しかし、白い軽自動車が女の子を撥ねたと言う、匿名の通報があった。物的証拠は一切無かったものの、近辺で白い軽自動車を所有している家を総当たりし、その時間帯で目撃情報のあった湊さんが犯人ではないか、と判断されたらしい。
得た情報は、少々信憑性に欠ける――狐につままれた様な、体験談のみだった。
「……そうですか」
わたしは嘆息すると、湊さんは諦めた様に呟いた。
「確かに俺はあの道を通ったし、白い軽自動車だって持ってるけど……事故なんて起こしてない。
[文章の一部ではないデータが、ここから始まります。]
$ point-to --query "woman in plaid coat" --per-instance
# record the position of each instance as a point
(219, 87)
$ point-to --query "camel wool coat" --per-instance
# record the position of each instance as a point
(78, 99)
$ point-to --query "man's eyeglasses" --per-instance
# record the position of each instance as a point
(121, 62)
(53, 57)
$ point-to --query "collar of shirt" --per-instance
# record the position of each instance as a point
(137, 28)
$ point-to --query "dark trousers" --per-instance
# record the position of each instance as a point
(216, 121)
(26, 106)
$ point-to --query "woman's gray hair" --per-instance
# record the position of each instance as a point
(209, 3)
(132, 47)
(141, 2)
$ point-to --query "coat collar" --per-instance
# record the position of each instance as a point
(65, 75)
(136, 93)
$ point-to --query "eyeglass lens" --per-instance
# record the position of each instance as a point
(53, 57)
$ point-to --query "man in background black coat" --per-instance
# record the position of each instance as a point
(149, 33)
俺の車にはまだ目立った傷も無いし、流石に軽自動車で人を撥ねたら誰だって気付くと思うよ」
「……別に、わたしは疑ってないですよ?」
「……う……すまない。少し愚痴っぽくなってしまったね。正直言って、困ってるんだ……朝も、絆が怖がって当然だとはわかっていたけど……やっぱり、心に走る痛みのようなものがあってね……」
その言葉で、湊さんの朝の様子を思い返す。
あの反応の裏には、そう言った背景があったようだ。
「なんだかすみません、迷惑掛けてるみたいで」
わたしに自分が被害者だと言う自覚が無い為、余計に心苦しい何かを感じる。湊さんは慌てて首と手を左右に振った。
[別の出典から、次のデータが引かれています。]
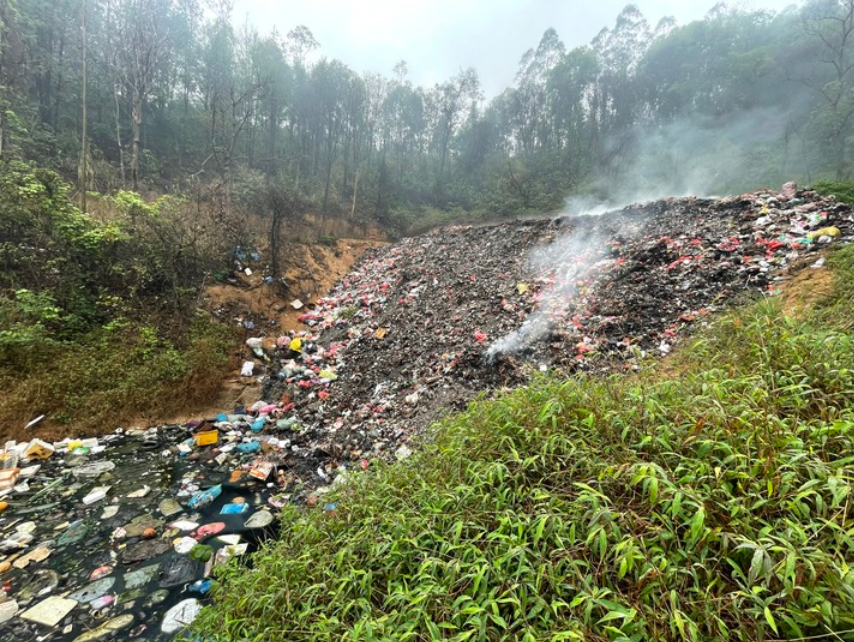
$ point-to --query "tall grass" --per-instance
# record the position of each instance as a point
(715, 504)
「いやいやいや、絆が謝る必要は全く無い。真犯人や確たる証拠でも出てくれば、俺が有罪だろうが無罪だろうが、進展はあるハズなんだけど……」
「……でもちょっと不思議ですよね。わたしが轢き逃げされたとして、そこに何も残っていないだなんて」
「普通は、ほぼ絶対にありえないんだって。当初は狂言も疑われたみたいだけど、実際に意識が戻らない絆の状態もあるし、嘘ではないだろうって話になったんだ」
「……事故があったとされる現場ってどの辺なんですか?」
「まあ、気になるよね。わかった、ここからすぐ近くだし、実際に見た方がいいだろう。こっちだ、付いて来て」
湊さんは迷い無く歩き始める。きっと自身の無実を証明する為に、何度も足繁く通ったのだろう。朝通って来た道を通り、わたし達は事故現場へと向かった。